Hence, \( AB \neq BA \).
In simple words: We multiply the matrices in both orders. The first multiplication gives a 2x2 matrix, and the second gives a 4x4 matrix. Since they are not the same size, they cannot be equal.
🎯 Exam Tip: The dimensions of the resulting matrix from multiplication are determined by (rows of first matrix) x (columns of second matrix). If the number of columns in the first matrix does not equal the number of rows in the second, the multiplication is undefined.
Question 6. If \( f(x) = \begin{bmatrix} \cos x & -\sin x & 0 \\ \sin x & \cos x & 0 \\ 0 & 0 & 1 \end{bmatrix} \), then show that: \( f(A)f(B) = f(A + B) \).
Answer: We need to prove the property \( f(A)f(B) = f(A+B) \) for the given matrix function. This is a common property for rotation matrices. We will first find \( f(A) \) and \( f(B) \) by replacing x with A and B respectively. Then, we will multiply \( f(A) \) and \( f(B) \). Finally, we will compare this result with \( f(A+B) \), which is found by replacing x with (A+B) in the original function.
Given: \( f(x) = \begin{bmatrix} \cos x & -\sin x & 0 \\ \sin x & \cos x & 0 \\ 0 & 0 & 1 \end{bmatrix} \)

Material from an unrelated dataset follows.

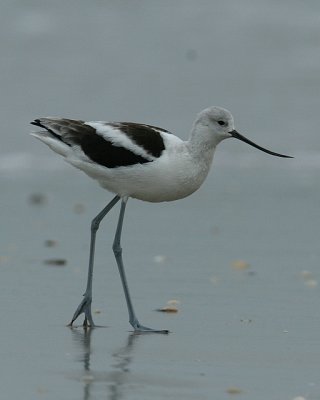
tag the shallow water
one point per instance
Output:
(240, 256)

So, \( f(A) = \begin{bmatrix} \cos A & -\sin A & 0 \\ \sin A & \cos A & 0 \\ 0 & 0 & 1 \end{bmatrix} \) and \( f(B) = \begin{bmatrix} \cos B & -\sin B & 0 \\ \sin B & \cos B & 0 \\ 0 & 0 & 1 \end{bmatrix} \)
L.H.S. = \( f(A) \times f(B) \)
\( = \begin{bmatrix} \cos A & -\sin A & 0 \\ \sin A & \cos A & 0 \\ 0 & 0 & 1 \end{bmatrix} \begin{bmatrix} \cos B & -\sin B & 0 \\ \sin B & \cos B & 0 \\ 0 & 0 & 1 \end{bmatrix} \)
\( = \begin{bmatrix} \cos A \cos B - \sin A \sin B + 0 & -\cos A \sin B - \sin A \cos B + 0 & 0 \\ \sin A \cos B + \cos A \sin B + 0 & -\sin A \sin B + \cos A \cos B + 0 & 0 \\ 0+0+0 & 0+0+0 & 0+0+1 \end{bmatrix} \)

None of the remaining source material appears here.